By the way, although i should have done it before i posted, i did later check several of the near contemporary sources for the lives of Philip and Alexander (i know of no reliable contemporary sources), and it is entirely possible that Olympias murdered Cleopatra Eurydice, rather than that she committed suicide, and even that Alexander conspired in that. There is nothing like general agreement about these events among ancient sources, so i probably should not have spoken wish such an air of authority.
Given what we know of Epirus, and the likelihood that Philip relied upon Epirote officers and levies, the marriage to Olympias may well have been the most important marriage he contracted. In terms of their military culture, the Epirotes were every bit as formidable as the Macedonians. A couple of generations after the death of Alexander, Pyrrhus, the King of Epirus, was contracted by the Italic League--the Greek colonial city states of the south of what is now Italy--to deal with the Romans, who were then threatening the autonomy of those cities. He defeated the Romans several times, although at great cost to himself--the term "Pyrrhic victory" means a battle won at a cost to the victor greater than what has been accomplished.

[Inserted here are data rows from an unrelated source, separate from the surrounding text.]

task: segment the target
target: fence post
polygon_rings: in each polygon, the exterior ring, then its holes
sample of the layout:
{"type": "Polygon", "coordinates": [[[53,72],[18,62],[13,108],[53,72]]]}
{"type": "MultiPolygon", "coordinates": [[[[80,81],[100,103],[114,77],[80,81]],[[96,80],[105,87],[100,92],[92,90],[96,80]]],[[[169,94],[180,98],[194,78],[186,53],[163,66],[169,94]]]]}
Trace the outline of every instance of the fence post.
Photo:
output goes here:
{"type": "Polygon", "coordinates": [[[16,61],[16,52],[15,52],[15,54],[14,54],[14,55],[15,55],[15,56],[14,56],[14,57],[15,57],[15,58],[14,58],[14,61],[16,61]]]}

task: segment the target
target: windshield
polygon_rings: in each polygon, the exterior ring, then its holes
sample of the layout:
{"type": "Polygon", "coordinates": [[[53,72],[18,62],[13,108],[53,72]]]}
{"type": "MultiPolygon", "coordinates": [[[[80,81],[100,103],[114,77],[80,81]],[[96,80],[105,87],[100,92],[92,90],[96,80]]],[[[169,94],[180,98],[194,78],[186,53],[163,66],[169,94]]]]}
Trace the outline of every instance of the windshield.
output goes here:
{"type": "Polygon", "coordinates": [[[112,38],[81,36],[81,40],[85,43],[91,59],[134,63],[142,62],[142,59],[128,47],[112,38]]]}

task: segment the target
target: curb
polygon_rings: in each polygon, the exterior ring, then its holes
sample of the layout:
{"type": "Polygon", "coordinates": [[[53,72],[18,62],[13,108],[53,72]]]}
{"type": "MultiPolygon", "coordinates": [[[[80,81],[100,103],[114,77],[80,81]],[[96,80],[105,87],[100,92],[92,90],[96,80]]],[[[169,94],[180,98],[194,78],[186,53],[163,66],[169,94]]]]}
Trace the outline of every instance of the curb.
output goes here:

After the battle of Heraclea, in which the more extravagent ancient accounts have him destroying the equivalent of a full consular army (about 12,000 men), he was said to have looked on the Roman dead, all lying in windrows in their former lines, facing the army which had vanquished them, and wept, saying that with an army such as that, he could conquer the world. He went on to conquer and briefly hold Sicily (for about three years), but the Gauls overran Macedonia, which was to have protected Epirus in his absence, and he was an unsettled man, constantly eaten up by dreams of conquest, and he eventually died fighting the Spartans and the Argives in the Argolid.
Nevertheless, three generations before the birth of Pyrrhus, the marriage of Philip to Olympias would have secured a valuable ally for Macedonia, and at the least would have secured his only threatened flank on the eve of his invasion of Greece. It is not certain, but many modern historians believe that the Epriotes were an important part of Philip's military machine, both in terms of troops and of capable officers. Not every Epirote was a Pyrrhus--reckoned by many writers of antiquity to have been one of the greatest generals of the antique world--but they were good material.